Projects

Model-based control requires the model of the system to be controlled. In general, a model is an approximation of a system and therefore contains errors. For systems described by Partial Differential Equations (PDEs) with actuators and sensors located at the spatial boundaries of the domain, one can design controllers based on a discretized model of the system. The discretized model is described by Ordinary Differential Equations (ODEs) and the controller can be designed more easily than for PDEs. However, since the discretized model is an approximation of the system described by PDEs, the closed-loop stability is not always guaranteed when using classic control tools of Linear Time-Invariant (LTI) systems. We exemplify this in the following example. We consider the vibrating string with force actuators and velocity sensors at both sides of the string. The design is based on a discretized motel that contains 59 state variables (open loop eigenvalues in yellow). We design the state feedback (eigenvalues in blue) and the Luenberger observer (eigenvalues in orange). Then, we analyze the closed-loop eigenvalues (in violet) when applying the designed observer-based state feedback (OBSF) controller to a discretized model that is more precise than the one used for the design (the idea is to approach the original system described by PDEs). Some eigenvalues that were not considered during the design are destabilized in the closed-loop. In a numerical simulation, for a short time interval, the system seems stable. However, when time goes to infinity, the system blows up.

In this thesis, we propose two methodologies for the design of the state feedback and the Luenberger observer such that we can guarantee closed-loop stability between the OBSF controller (described by ODEs) and the system described by PDEs. In the following figures, we show that the closed-loop eigenvalues (in violet) remain at the left side of the imaginary axis. In the simulation, we show that the observed-displacement approaches the real displacement while both converge to zero.

In this experiment, we control the turbidity in a sedimentation column. To this end, we model the turbidity dynamic of a fixed point of the sedimentation column. We consider a nonlinear model that contains two different dynamics: the one given by the sedimentation phenomena and the one given by the actuator. We consider the inflow as an actuator and the outflow as a perturbation (and vice versa). The inflow is a mixture of water and calcium with an unknown calcium concentration. Similarly, the outflow is a mixture of water and calcium with a higher calcium concentration (because of sedimentation phenomena). The outflow calcium concentration is also not known. The only measurement is the turbidity (related to the calcium concentration) of a fixed point of the column. The sensor is located between the inflow and the top of the column.

We show the closed-loop stability between the nonlinear model and a Proportional Integral (PI) controller. In this process, one can keep a desired set point of turbidity while the water is recovery by an overflow of the sedimentation column. In the figures, we show three different levels of turbidity. The figure at the left shows a low level of turbidity, in which we are even able to see the inlet pipe. In the other two cases, we can obtain a bigger overflow (more water recovered), but with a higher level of turbidity. I let you attached the slides related to this project.

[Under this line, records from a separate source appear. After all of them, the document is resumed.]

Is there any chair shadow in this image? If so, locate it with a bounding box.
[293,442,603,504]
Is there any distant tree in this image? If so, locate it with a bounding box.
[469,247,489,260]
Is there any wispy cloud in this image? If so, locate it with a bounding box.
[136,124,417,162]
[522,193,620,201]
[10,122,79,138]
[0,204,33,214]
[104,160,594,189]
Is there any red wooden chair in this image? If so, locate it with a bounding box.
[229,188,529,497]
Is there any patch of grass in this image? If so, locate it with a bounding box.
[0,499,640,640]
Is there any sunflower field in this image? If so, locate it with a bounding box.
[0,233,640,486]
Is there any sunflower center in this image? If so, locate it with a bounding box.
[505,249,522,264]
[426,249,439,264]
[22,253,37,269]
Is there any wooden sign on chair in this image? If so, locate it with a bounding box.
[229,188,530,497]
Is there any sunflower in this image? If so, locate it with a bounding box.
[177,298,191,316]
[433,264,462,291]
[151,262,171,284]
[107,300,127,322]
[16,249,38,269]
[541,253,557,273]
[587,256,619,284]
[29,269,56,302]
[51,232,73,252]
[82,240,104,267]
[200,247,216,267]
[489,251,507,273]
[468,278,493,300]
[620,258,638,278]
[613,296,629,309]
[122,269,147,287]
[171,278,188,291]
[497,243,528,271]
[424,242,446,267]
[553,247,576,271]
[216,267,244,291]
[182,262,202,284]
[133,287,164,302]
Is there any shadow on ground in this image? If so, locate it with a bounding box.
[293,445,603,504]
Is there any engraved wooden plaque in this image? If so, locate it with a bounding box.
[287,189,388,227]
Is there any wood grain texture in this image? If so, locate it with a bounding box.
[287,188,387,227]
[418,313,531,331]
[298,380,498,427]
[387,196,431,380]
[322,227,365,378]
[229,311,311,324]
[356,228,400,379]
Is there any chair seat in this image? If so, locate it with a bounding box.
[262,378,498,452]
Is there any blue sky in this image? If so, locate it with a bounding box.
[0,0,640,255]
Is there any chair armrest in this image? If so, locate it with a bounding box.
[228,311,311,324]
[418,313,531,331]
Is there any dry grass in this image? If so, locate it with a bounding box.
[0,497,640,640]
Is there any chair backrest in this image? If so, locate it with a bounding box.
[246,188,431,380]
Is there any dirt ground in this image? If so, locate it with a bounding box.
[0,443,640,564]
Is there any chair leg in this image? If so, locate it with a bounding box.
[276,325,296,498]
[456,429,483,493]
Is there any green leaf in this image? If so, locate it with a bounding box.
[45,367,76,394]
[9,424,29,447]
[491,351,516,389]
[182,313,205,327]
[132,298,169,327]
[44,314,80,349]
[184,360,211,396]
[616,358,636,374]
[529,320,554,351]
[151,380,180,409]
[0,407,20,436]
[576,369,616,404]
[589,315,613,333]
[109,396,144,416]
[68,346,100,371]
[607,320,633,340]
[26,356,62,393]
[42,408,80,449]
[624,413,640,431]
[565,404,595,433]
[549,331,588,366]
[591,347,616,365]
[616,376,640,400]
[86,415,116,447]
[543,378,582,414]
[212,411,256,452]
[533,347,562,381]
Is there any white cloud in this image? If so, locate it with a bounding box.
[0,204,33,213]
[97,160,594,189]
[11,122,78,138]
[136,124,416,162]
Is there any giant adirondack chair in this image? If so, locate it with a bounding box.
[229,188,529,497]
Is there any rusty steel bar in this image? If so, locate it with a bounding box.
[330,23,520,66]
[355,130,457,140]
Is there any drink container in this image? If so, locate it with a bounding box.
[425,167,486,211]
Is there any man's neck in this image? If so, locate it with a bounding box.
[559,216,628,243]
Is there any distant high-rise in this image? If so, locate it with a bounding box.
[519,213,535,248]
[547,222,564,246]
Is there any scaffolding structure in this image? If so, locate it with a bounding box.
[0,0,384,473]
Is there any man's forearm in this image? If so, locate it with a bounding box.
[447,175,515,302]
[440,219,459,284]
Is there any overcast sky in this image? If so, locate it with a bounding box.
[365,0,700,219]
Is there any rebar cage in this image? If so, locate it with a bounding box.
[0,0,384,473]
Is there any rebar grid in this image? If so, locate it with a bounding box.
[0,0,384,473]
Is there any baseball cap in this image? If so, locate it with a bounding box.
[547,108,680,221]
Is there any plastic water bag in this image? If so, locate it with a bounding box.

In this project, we implemented a control system composed of a Programmable Logic Controller (PLC) as shown in the figure at the left. This controller is able to command around 60 valves along with the center pivot. The controller can be configured with an irrigation matrix that allows fixing a desired percentage of irrigation depending on the position of the center pivot. The position is measured by a Global Positioning System (GPS) connected to a device that allows communicating to the controller system remotely (middle figure). Finally, a Human Interface Machine (HMI) was implemented in a device located locally at the center pivot. The HMI allows to configure the irrigation matrix manually and visualize the operation variables.